# When Ben Franklin Met The Battlefield.



## Chopstick (Nov 26, 2010)

I found this article about Ben Franklin in the Smithsonian Mag. Found it interesting..thought Id share.

http://www.smithsonianmag.com/histo...-Franklin-Met-the-Battlefield.html?c=y&page=1



> Throughout the Gnadenhütten campaign, as was his wont, Franklin had a keen eye for improvement. When attendance slacked at daily prayer, Franklin suggested to the Rev. Charles Beatty that unless the clergyman found it offensive, he would order the daily ration of rum be made available only at the conclusion of divine service; attendance jumped.


----------



## AWP (Nov 27, 2010)

Great find. People don't realize how "deep" the Smithsonian's web presence can be. The Air and Space mag alone has online archives going back ot 2000 and covers a range of topics related to aviation.

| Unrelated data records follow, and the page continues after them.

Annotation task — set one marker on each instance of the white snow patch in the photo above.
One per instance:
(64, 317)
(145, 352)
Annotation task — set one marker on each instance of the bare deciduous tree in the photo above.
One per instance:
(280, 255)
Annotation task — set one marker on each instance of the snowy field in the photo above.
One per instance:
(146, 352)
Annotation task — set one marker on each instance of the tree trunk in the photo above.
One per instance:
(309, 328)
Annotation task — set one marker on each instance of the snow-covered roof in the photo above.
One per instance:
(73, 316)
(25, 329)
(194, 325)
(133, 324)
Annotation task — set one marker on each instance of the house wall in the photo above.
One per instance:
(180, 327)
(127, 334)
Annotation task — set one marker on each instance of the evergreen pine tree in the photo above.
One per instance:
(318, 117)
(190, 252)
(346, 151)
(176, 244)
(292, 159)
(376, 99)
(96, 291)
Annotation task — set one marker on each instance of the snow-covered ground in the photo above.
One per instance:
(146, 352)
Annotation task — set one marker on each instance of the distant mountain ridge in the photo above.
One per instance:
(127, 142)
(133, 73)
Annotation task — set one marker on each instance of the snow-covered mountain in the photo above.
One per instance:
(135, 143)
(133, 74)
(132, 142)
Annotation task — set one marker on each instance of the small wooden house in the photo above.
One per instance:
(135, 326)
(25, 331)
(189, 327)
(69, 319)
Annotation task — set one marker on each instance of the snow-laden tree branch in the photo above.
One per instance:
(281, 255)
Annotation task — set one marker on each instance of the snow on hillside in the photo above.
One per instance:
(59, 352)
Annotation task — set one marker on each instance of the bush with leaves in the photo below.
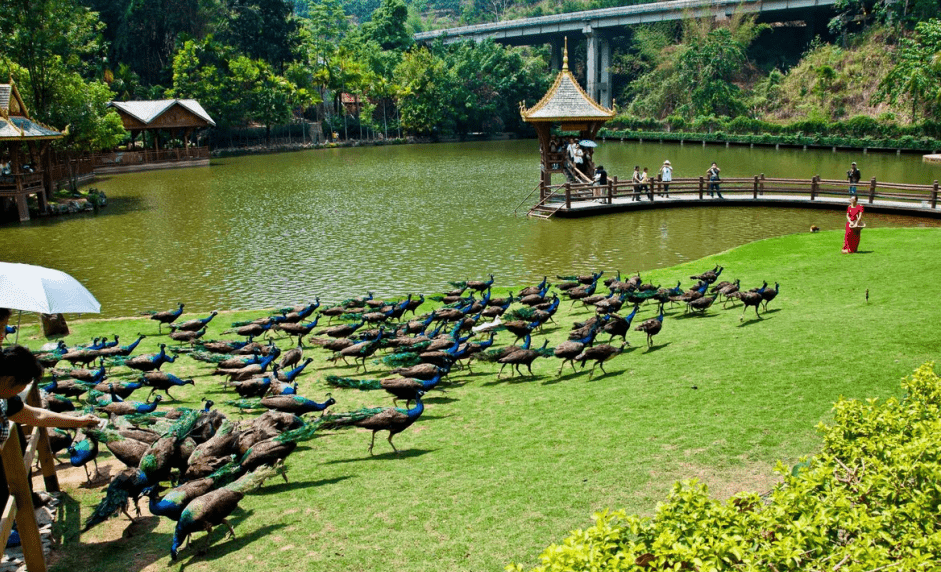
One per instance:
(868, 501)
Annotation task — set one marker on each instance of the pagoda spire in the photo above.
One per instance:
(565, 55)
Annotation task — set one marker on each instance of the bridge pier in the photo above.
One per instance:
(598, 66)
(555, 54)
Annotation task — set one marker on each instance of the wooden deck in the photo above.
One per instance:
(573, 200)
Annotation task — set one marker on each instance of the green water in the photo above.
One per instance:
(275, 230)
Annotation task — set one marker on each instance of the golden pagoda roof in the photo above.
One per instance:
(15, 123)
(566, 101)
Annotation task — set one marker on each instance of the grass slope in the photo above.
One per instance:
(497, 469)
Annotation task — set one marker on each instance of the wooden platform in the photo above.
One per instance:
(577, 200)
(591, 208)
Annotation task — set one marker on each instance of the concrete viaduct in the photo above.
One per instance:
(602, 27)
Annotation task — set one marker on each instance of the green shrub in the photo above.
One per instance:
(868, 501)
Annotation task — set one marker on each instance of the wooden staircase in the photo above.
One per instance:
(545, 208)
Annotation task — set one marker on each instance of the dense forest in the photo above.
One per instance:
(274, 62)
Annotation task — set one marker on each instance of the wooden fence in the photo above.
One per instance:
(17, 464)
(759, 186)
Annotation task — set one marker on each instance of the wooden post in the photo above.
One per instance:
(21, 501)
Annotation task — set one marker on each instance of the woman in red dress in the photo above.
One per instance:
(854, 226)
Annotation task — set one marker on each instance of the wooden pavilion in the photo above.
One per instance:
(178, 117)
(24, 156)
(566, 104)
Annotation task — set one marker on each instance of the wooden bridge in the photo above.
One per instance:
(580, 199)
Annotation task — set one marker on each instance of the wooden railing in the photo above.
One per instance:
(17, 463)
(144, 156)
(759, 186)
(29, 182)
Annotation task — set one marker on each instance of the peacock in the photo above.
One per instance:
(121, 351)
(166, 317)
(83, 452)
(194, 325)
(567, 351)
(599, 354)
(651, 327)
(130, 407)
(187, 336)
(162, 381)
(524, 357)
(295, 404)
(769, 295)
(392, 419)
(750, 298)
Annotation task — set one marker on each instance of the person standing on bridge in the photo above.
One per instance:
(666, 175)
(713, 174)
(853, 175)
(854, 226)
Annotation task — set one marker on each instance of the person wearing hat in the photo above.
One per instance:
(853, 175)
(666, 175)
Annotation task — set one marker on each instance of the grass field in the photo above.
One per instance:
(497, 469)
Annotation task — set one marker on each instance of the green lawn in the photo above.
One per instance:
(497, 469)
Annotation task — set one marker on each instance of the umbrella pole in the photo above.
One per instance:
(19, 318)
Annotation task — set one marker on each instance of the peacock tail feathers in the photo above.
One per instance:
(491, 355)
(209, 357)
(523, 314)
(404, 359)
(342, 419)
(360, 384)
(116, 497)
(302, 433)
(146, 418)
(106, 435)
(183, 426)
(244, 404)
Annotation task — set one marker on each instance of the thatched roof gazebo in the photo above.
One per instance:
(24, 171)
(577, 114)
(178, 117)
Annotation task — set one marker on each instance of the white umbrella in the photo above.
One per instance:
(29, 288)
(43, 290)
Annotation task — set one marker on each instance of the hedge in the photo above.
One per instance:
(868, 501)
(857, 132)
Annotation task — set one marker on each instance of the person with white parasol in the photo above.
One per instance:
(30, 288)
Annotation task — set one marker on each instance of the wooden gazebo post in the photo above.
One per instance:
(567, 104)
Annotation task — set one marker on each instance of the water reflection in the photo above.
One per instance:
(275, 230)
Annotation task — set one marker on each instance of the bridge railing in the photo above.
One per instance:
(756, 187)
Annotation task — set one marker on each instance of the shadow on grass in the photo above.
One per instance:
(405, 453)
(750, 321)
(696, 314)
(283, 487)
(213, 546)
(652, 349)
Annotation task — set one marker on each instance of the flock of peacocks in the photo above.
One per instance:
(195, 465)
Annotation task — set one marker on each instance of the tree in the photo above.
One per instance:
(49, 39)
(387, 26)
(916, 74)
(262, 29)
(423, 80)
(144, 34)
(708, 66)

You can lose yourself on their website for days on end.


----------



## Chopstick (Nov 27, 2010)

Freefalling said:


> You can lose yourself on their website for days on end.

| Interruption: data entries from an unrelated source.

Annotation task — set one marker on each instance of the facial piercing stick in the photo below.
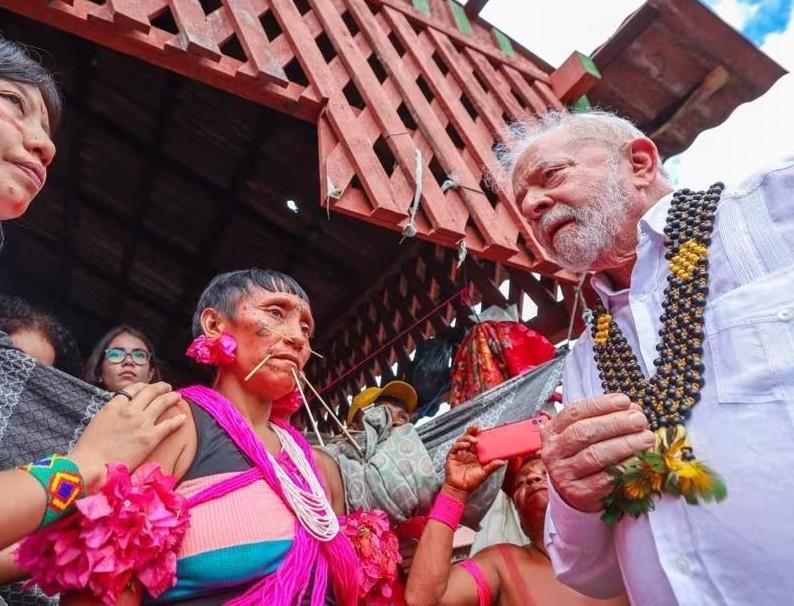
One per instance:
(289, 339)
(306, 405)
(341, 425)
(256, 368)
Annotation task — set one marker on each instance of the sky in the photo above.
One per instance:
(754, 135)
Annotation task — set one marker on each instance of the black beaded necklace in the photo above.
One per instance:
(668, 396)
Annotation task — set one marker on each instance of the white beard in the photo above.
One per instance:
(591, 237)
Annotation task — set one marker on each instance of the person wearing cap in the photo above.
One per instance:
(397, 396)
(500, 575)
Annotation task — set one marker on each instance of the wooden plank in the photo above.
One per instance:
(460, 69)
(422, 6)
(499, 87)
(524, 90)
(461, 19)
(459, 117)
(498, 243)
(339, 114)
(491, 295)
(261, 61)
(434, 24)
(546, 93)
(445, 223)
(193, 34)
(574, 78)
(84, 19)
(503, 41)
(532, 286)
(474, 7)
(135, 13)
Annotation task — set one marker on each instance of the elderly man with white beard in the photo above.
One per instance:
(682, 388)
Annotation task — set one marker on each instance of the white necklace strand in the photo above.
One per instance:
(312, 508)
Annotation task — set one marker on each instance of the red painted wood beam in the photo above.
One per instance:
(474, 7)
(577, 75)
(92, 22)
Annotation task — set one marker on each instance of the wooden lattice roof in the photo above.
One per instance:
(190, 123)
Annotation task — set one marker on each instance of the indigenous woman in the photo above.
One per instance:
(262, 527)
(30, 108)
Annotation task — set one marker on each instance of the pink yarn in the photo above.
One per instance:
(447, 511)
(308, 559)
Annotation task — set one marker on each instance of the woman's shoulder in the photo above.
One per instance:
(176, 452)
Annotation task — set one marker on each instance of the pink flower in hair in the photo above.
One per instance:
(218, 351)
(285, 407)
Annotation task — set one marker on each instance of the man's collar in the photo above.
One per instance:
(652, 222)
(655, 217)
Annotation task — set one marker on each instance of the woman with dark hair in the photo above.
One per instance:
(39, 334)
(263, 507)
(123, 356)
(30, 109)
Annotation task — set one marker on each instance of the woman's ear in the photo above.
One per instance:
(213, 322)
(644, 160)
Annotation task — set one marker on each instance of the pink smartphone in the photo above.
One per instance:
(504, 442)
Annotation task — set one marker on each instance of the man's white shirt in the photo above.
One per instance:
(739, 552)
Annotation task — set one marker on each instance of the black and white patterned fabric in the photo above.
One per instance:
(42, 410)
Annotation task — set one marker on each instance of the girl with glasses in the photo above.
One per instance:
(122, 357)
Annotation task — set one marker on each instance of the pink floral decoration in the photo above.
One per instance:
(218, 351)
(377, 548)
(285, 407)
(130, 530)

If you dont see me thats what happens.  ;)


----------



## ÉIREGOBRÁCH1922 (Nov 30, 2010)

A great read.


----------



## SpitfireV (Nov 30, 2010)

Chopstick said:


> If you dont see me thats what happens.  ;)



Not passed out drunk after having been inspired by the colour of a smilie?


----------



## SpitfireV (Nov 30, 2010)

On topic, I find Ben Franklin a fascinating guy. I don't know how he manged to fit all that nation buildin', slave humping and science into his daily schedule.


----------



## Diamondback 2/2 (Nov 30, 2010)

Wow I had no idea that Benjamin Franklin was a militia commander, and sounds like he was a pretty good one to boot. This is a great article and answers a lot of questions I had once had about him, excellent find.


----------



## Marauder06 (Nov 30, 2010)

All I had heard about Franklin prior to this was that he was a pretty smart dude and that the ladies in Paris loved him.


----------



## JBS (Dec 8, 2010)




----------



## Chopstick (Dec 9, 2010)

LMFAO JBS!


----------